We leaned in the lee of the chart-house and went no farther.

“Trust us to sleep just the same way, Mr. Pathurst,” the second mate laughed.  “The harder the weather the harder the demand on us, and the harder we sleep.  I’m dead the moment my head touches the pillow.  It takes Mr. Pike longer, because he always finishes his cigarette after he turns in.  But he smokes while he’s undressing, so that he doesn’t require more than a minute to go deado.  I’ll wager he hasn’t moved, right now, since ten minutes after twelve.”

So the second mate did not dream the first was even on deck.  I went below to make sure.  A small sea-lamp was burning in Mr. Pike’s room, and I saw his bunk unoccupied.  I went in by the big stove in the dining-room and warmed up, then again came on deck.  I did not go near the weather cloth, where I was certain Mr. Mellaire was; but, keeping along the lee of the poop, I gained the bridge and started for’ard.
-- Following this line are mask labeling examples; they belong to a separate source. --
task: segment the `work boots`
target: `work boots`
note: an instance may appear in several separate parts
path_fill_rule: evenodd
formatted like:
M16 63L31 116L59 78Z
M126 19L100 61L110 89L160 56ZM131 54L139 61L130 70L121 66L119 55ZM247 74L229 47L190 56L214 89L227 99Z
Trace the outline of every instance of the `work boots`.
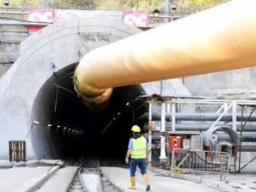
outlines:
M135 189L135 181L136 181L136 177L131 177L131 184L128 187L128 189Z
M148 191L150 190L150 185L149 184L148 175L147 173L143 174L143 178L147 185L146 191Z

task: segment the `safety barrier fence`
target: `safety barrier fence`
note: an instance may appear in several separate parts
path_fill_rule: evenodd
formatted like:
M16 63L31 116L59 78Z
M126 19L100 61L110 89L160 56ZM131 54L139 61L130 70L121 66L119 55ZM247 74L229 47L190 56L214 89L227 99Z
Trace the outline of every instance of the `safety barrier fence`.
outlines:
M172 173L228 173L230 157L228 153L175 148L172 155Z
M9 161L26 162L26 141L9 141Z

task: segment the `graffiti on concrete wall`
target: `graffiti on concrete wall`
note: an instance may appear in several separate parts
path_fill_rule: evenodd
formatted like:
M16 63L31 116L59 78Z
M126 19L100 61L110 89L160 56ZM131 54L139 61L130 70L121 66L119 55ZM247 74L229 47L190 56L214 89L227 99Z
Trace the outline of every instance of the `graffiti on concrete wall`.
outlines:
M28 11L28 20L53 23L54 19L55 10L52 9L30 9ZM36 32L43 28L44 26L28 26L28 30L29 34Z
M149 13L147 12L124 12L125 23L137 27L145 27L149 24Z
M136 27L145 27L149 24L149 13L147 12L106 12L106 11L86 11L68 10L53 9L30 9L28 12L28 20L34 22L53 23L79 17L108 18L122 20L128 24ZM33 33L44 26L29 26L29 34ZM106 36L97 37L99 40L110 41ZM90 38L88 38L90 39ZM93 39L93 38L92 38Z

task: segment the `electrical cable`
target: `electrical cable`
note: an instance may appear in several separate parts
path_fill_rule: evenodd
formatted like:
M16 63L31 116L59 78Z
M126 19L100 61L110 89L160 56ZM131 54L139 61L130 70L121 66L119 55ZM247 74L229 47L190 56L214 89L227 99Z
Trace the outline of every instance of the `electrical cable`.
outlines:
M47 170L47 172L46 173L46 175L44 177L44 179L42 181L41 181L36 186L35 186L33 189L32 189L30 191L33 192L35 191L36 189L39 189L42 185L45 182L45 181L49 179L49 174L50 174L50 170L54 168L56 164L57 163L61 161L60 159L58 160L56 162L55 162ZM61 165L60 165L60 168L61 167Z

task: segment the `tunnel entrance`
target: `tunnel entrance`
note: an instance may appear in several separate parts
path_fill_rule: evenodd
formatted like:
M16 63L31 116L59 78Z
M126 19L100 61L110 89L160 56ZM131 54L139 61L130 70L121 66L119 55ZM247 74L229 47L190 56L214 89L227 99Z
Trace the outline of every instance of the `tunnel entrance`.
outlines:
M37 93L31 117L36 158L124 157L132 125L129 104L145 95L143 89L140 84L116 88L107 108L88 108L74 90L76 65L54 72Z

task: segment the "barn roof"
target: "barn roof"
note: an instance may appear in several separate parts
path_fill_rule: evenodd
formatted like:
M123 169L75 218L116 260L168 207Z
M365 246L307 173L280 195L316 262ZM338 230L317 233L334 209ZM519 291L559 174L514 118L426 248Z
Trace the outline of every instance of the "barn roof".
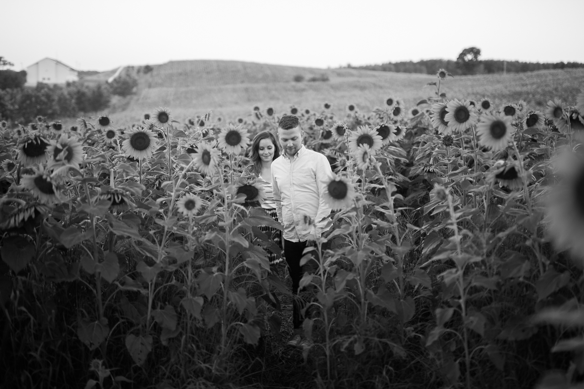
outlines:
M76 69L74 69L73 68L71 67L68 65L67 65L65 64L62 63L62 62L61 62L58 59L55 59L54 58L50 58L48 57L47 57L46 58L44 58L42 59L40 59L40 60L36 61L36 62L34 62L32 65L29 65L28 66L27 66L27 68L30 68L30 66L33 66L33 65L36 65L37 64L38 64L39 62L40 62L41 61L43 61L44 59L50 59L51 61L52 61L53 62L55 62L57 65L60 65L61 66L63 66L64 68L67 68L69 70L72 70L74 72L77 72L77 71L78 71Z

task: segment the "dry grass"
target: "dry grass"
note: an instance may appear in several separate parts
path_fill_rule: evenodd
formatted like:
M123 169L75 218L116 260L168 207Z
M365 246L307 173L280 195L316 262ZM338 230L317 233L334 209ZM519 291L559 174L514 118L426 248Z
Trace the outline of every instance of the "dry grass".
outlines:
M433 93L432 89L424 86L436 80L424 74L227 61L173 61L153 67L147 74L137 75L135 95L113 101L109 111L118 125L134 122L159 106L170 107L180 121L211 110L228 120L246 117L256 105L262 110L272 107L280 114L288 111L291 105L320 111L325 101L332 103L337 113L349 103L369 111L382 106L391 94L411 106ZM112 72L89 78L102 79L106 73ZM330 80L295 82L293 78L298 74L305 79L326 74ZM584 86L584 69L463 76L449 79L443 85L441 91L449 97L488 97L497 103L523 98L531 107L541 109L554 97L573 104Z

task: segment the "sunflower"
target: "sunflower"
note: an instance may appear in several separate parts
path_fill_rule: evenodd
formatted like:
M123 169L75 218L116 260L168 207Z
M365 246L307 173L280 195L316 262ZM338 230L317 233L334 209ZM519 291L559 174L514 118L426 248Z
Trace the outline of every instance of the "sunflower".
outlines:
M102 115L98 117L98 128L107 129L112 124L112 120L107 115Z
M176 202L178 211L186 216L192 216L197 214L203 201L192 193L187 193Z
M507 147L515 128L511 125L511 117L503 114L487 114L477 127L477 135L480 137L479 143L499 150Z
M133 128L126 132L128 139L121 143L126 156L138 160L152 156L156 148L154 133L147 128Z
M381 148L383 142L381 137L377 133L366 125L361 125L357 128L357 131L351 135L349 138L349 146L353 151L363 144L366 144L372 150L377 151Z
M375 152L370 149L367 144L361 145L357 148L353 155L357 161L357 167L364 170L375 162L374 157Z
M14 163L14 161L12 161L9 159L5 159L2 162L2 169L6 173L10 173L14 170L14 168L16 167L16 164Z
M37 216L44 216L51 211L46 205L37 202L27 202L11 211L4 218L4 222L0 224L0 229L8 230L19 228L30 219L33 220Z
M354 197L355 190L351 182L334 174L324 191L325 204L332 211L350 206Z
M194 164L201 173L213 174L217 170L221 153L210 145L204 143L199 144L197 152L190 155L194 160Z
M432 104L432 112L430 117L432 119L432 125L438 129L440 134L450 134L451 129L448 125L448 121L446 120L446 104L444 103L436 103Z
M50 173L42 166L33 168L33 174L22 177L22 186L44 204L60 202L58 187Z
M245 195L244 205L250 206L260 206L266 199L266 191L263 189L263 185L257 181L246 182L235 185L234 198L238 197L239 195Z
M481 102L478 103L478 110L483 113L486 112L491 112L493 110L493 104L491 102L491 100L486 97L485 97L481 100Z
M474 107L464 100L458 101L455 99L450 101L446 106L446 112L448 113L444 119L448 122L449 126L453 131L457 130L461 132L472 127L478 118L475 113Z
M63 133L63 125L60 121L54 121L50 124L50 129L53 134L61 134Z
M545 124L544 114L539 111L530 111L523 118L523 128L541 128Z
M89 128L89 123L85 120L85 118L80 117L75 121L75 123L81 132L85 132Z
M113 143L114 139L117 139L119 136L120 133L117 129L115 128L108 128L106 131L104 140L109 143Z
M501 107L501 113L512 119L516 119L519 115L519 109L515 104L507 104Z
M219 134L217 145L228 154L239 154L249 143L248 131L241 126L228 125Z
M418 107L412 107L408 111L408 115L410 117L415 117L420 114L422 111Z
M399 141L405 136L406 128L404 126L397 125L394 129L394 141Z
M128 192L119 188L112 188L102 192L98 195L97 199L109 201L110 209L127 209L136 206Z
M566 153L558 161L558 184L547 199L548 231L556 246L584 261L584 156Z
M385 145L395 139L395 126L391 124L380 124L374 129L377 135L381 137L381 143Z
M47 149L52 158L52 162L62 162L65 164L77 166L83 160L83 148L75 139L67 139L64 134L53 145Z
M491 170L491 180L498 183L499 186L506 187L511 190L523 187L523 180L519 173L520 169L516 164L499 160L497 161Z
M390 116L394 121L397 121L405 115L405 110L402 106L396 104L390 109Z
M171 110L168 108L159 107L154 110L151 117L154 124L157 125L169 125L172 123Z
M47 161L48 141L39 134L27 136L19 142L18 161L25 166Z

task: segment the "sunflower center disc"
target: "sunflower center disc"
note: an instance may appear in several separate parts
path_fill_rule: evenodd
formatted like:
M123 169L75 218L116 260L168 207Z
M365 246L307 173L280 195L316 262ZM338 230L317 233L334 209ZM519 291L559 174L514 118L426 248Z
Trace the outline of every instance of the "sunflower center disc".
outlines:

I was in no hurry, so I paused often in that cold, wet journey.  The gale was breaking, for again and again the stars glimmered through the thinning storm-clouds.  On the ’midship-house was no Mr. Pike.  I crossed it, stung by the freezing, flying spray, and carefully reconnoitred the top of the for’ard-house, where, in such bad weather, I knew the lookout was stationed.  I was within twenty feet of them, when a wider clearance of starry sky showed me the figures of the lookout, whoever he was, and of Mr. Pike, side by side.  Long I watched them, not making my presence known, and I knew that the old mate’s eyes were boring like gimlets into the windy darkness that separated the Elsinore from the thunder-surfed iron coast he sought to find.